In 1550 Osiander published two controversial disputations, De Lege et Evangelio and De Justificatione. In these, he set out his view that justification by faith was instilled in (rather than ascribed to) humanity by Christ's divinity, a view contrary to those of Martin Luther and John Calvin although he agreed with Lutheranism's fundamental opposition to Roman Catholicism. These beliefs were maintained after his death by Johann Funck (his son-in-law) but disappeared after 1566. Osiander's view has been described as similar to Eastern Orthodox teachings on theosis.
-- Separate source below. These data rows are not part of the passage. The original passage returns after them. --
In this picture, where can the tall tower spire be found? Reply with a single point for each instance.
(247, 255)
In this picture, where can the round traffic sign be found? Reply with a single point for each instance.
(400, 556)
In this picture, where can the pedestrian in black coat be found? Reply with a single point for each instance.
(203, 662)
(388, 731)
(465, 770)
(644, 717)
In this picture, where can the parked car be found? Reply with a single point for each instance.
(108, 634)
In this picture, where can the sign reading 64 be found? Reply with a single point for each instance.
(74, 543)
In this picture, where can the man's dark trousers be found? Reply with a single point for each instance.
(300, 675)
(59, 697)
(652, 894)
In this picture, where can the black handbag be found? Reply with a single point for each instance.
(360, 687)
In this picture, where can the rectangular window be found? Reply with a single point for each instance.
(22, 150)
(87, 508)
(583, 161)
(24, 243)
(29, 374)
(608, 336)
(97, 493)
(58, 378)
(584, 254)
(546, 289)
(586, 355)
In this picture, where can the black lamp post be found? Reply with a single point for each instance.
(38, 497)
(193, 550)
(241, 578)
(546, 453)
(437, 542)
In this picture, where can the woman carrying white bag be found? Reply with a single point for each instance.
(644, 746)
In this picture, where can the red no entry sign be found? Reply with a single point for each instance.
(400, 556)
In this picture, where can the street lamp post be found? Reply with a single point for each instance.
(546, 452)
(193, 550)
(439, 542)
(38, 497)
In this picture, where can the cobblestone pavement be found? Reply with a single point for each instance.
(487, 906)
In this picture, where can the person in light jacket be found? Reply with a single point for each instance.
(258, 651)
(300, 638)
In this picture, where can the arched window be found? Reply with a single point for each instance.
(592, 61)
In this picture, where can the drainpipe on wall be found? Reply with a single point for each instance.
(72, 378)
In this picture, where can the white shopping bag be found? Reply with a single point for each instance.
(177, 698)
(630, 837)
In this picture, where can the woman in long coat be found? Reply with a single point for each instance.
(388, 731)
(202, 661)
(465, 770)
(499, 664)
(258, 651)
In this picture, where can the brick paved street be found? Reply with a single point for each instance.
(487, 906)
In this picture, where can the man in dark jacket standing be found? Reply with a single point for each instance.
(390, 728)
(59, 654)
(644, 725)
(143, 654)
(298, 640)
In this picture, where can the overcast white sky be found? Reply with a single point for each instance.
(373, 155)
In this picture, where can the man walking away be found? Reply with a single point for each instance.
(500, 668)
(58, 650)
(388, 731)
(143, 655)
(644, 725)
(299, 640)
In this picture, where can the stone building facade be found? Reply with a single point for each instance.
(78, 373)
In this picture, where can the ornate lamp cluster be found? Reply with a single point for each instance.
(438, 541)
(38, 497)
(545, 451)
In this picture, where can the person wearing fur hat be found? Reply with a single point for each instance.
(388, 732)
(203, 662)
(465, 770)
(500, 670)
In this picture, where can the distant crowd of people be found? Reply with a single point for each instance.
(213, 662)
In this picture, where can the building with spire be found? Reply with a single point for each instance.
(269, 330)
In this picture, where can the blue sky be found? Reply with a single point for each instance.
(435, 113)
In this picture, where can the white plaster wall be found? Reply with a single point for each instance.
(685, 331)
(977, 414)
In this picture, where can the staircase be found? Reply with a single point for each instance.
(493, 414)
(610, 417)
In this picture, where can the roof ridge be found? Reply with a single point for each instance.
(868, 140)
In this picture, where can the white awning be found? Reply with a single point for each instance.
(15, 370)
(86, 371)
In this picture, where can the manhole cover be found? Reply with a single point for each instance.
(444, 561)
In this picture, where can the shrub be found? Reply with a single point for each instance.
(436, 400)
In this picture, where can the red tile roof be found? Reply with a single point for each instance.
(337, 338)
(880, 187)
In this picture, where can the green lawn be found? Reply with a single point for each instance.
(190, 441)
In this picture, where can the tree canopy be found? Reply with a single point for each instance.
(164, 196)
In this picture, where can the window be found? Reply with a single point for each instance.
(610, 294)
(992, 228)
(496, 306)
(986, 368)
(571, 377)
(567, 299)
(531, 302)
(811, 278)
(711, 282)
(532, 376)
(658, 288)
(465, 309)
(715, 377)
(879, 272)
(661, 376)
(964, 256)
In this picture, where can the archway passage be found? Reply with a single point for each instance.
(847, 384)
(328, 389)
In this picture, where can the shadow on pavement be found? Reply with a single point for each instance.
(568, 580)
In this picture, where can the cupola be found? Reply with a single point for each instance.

Some historians, such as Tuomo Mannermaa, have argued that Luther's own views of justification, especially early in his life, were actually closer to the views of Osiander than to those of Flacius or what would later become confessional Lutheranism.

== Theology ==

Osiander was a Christian mystic and his theology incorporated the idea of mystical union with Christ and the Word of God. He believed that justification for a Christian believer resulted from Christ dwelling in a person. Contrary to Luther's belief that justification was imputed by God's grace, Osiander believed that the righteousness of a believer was accomplished by the indwelling of God; thus, God finds one righteous because Christ is in that person. Calvin rejected these views of Osiander, as did Melanchthon and Flacius. Flacius' opposing view was that God justifies us by Christ's work of obedience on the cross, not by his presence in us.

==Translated works==
- "Andreas Osiander's Disputatio de iustificatione: An English Translation." In Challenging the Traditional Interpretations of Justification by Faith, Part 2, 315–322. Anaheim, CA: Living Stream, 2023.

==Family==
He was the father of theologian Lucas Osiander the Elder. His grandsons Andreas (1562–1617) and Lukas (1571–1638) also worked as theologians. His niece Margarete married the future Archbishop of Canterbury, Thomas Cranmer.